Wednesday, March 16, 2011

Remember that one time when - Oooh! Look! A bird!

Last night I had horrific insomnia.

Hello, 2:30AM!
Ugh, 3:30 AM.
WTF, 4:30 AM?
No. Fucking. Way. 5:30 AM.

Yes, it sucked.  It sucked donkey balls.

Made me so very tired that I could hardly function, which wouldn't have been so bad except every once in a while I'd think I was o.k., and then I'd start doing something, like browning a roast to put in the oven, and then I'd go to the bathroom, and while I was peeing, I'd notice I need a bath mat and then think: I should run a load of laundry, so I'd head down to the laundry room and realize I had already run a load of laundry, so I'd switch loads and run the bath mats and then head upstairs and smell burning and think What the hell? and then realize I was burning my roast, so I'd drop my laundry basket and then look at the pan and realize it wasn't the roast, it was the seasonings, and maybe cajun roast would make a good meal?  Remember when that was all the rage? Mmmm . . . burnt food.

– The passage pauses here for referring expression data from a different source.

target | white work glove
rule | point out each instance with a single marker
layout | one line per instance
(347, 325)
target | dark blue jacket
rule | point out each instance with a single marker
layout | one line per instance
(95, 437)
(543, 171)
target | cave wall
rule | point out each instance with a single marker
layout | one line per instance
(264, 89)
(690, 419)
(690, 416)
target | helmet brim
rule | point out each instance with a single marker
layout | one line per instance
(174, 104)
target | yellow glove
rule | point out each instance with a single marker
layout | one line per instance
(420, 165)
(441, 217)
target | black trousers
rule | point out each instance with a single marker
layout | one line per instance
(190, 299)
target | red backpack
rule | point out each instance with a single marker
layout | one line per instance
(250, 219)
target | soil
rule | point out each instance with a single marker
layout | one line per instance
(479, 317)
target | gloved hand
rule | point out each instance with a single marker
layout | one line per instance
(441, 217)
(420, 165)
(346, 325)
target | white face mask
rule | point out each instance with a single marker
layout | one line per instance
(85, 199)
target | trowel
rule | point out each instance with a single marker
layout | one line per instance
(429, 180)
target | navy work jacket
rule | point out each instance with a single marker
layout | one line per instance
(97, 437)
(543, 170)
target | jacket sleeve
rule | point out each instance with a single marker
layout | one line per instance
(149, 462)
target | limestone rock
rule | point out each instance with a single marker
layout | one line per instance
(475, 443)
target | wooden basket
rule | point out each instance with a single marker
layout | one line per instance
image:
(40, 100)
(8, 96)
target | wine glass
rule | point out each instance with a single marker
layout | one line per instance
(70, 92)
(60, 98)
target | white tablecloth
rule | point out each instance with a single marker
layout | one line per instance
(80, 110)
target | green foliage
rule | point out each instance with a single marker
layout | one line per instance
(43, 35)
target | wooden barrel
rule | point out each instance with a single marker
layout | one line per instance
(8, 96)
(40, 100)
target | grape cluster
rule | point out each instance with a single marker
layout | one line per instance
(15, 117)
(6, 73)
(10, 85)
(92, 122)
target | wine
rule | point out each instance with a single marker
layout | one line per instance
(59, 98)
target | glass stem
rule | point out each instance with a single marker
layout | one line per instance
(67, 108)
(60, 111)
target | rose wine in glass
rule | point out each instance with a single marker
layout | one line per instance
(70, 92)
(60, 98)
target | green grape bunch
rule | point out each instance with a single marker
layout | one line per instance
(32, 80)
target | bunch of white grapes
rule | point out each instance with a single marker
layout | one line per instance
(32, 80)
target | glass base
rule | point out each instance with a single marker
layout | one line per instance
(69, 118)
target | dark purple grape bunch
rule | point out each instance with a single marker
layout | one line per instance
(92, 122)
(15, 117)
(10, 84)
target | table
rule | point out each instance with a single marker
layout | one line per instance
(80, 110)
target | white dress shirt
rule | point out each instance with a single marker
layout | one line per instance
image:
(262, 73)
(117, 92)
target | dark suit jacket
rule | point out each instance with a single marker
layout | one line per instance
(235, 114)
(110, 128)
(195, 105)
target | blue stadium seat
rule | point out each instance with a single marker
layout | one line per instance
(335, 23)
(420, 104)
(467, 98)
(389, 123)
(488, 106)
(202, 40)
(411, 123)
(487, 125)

I'll let you know how it came out.

At that point, I ended up laying down because I was tired and BECAUSE I COULD.  I didn't sleep very well or for very long, because I'm not a napper - when the girl was born and they kept on with that bullshit about sleeping when the baby sleeps, I ended up reading the paper and then being INSANE with tiredness [also INSANE with the crazy] kind of like I am right now - but I did doze off finally, I think, because I also did the snort - guh - jerk around thing you do when you wake up.  So, I had been sleeping.  QED, bitches.  Q. E. Motherfucking. D.

Then the Jehova's Witnesses showed up - Remember how I had an aneurysm that one time and told them my name? - Now it's like we're BFFs, seriously, it's all, "Hey, Suniverse, how are you?  We haven't caught you in a while [caught in a RELIGIOUS TRAP], but it's good to see you and can I give you this pamphlet that has Good News?"  And it's two of the oldest women in history who are accosting me, so I can't be [that] rude, and I don't even know how they managed to get up the front porch steps so I want them to take a minute and catch their breath so that they can make it back down, so I just smile and say, "Sure, I'd love some Good News!" and take their magazine and then leave it laying around in the living room next to my BITCHfest book [which was prominently displayed on the front door table, so maybe that will curtail future visits] because I like the contrast.  Also, it freaks out the people who come over and don't know us that well.  Man, those visits are short.


  1. Oh my goodness, you need some sleep!

  2. Now I'm starting to think about all of the inappropriate shit you could keep in the living room that would scare them off. Blerg on the not sleeping though... I hope you get some rest soon.

  3. ZzzzzzZZzzzzz. --snerg-- Did you say something?

  4. I couldn't sleep last night, either. I blame spring ahead. I FUCKING HATE SPRING AHEAD.

  5. Your Jehova's Witness story reminds me of one. My family just moved into our neighborhood about a year ago. The 1st week a man rings the doorbell holding a huge gift basket. He hands it to me and introduces himself as being from a local church. I thank him as he goes on welcoming us and talking about Jesus. Finally I interrupt and say, "I'm sorry but we're Jewish".
    Not being able to stand the quiet that felt like an eternity, I hold the basket up and say, "So, do you want this back?"

  6. a religious time continuum. maybe take the JWs to bed with you, probably put you right to sleep.

  7. I always say this to people who come to my door: "Let me stop you right there, you are preaching to the choir. I am in your religion and believe every last morsel of what you believe". Then they leave and don't return because my soul is already saved since I believe every last morsel of what they believe. Then they take me off the "going to hell list" and quit giving me their freaking pamphlets. I may rot in hell, but for now it works.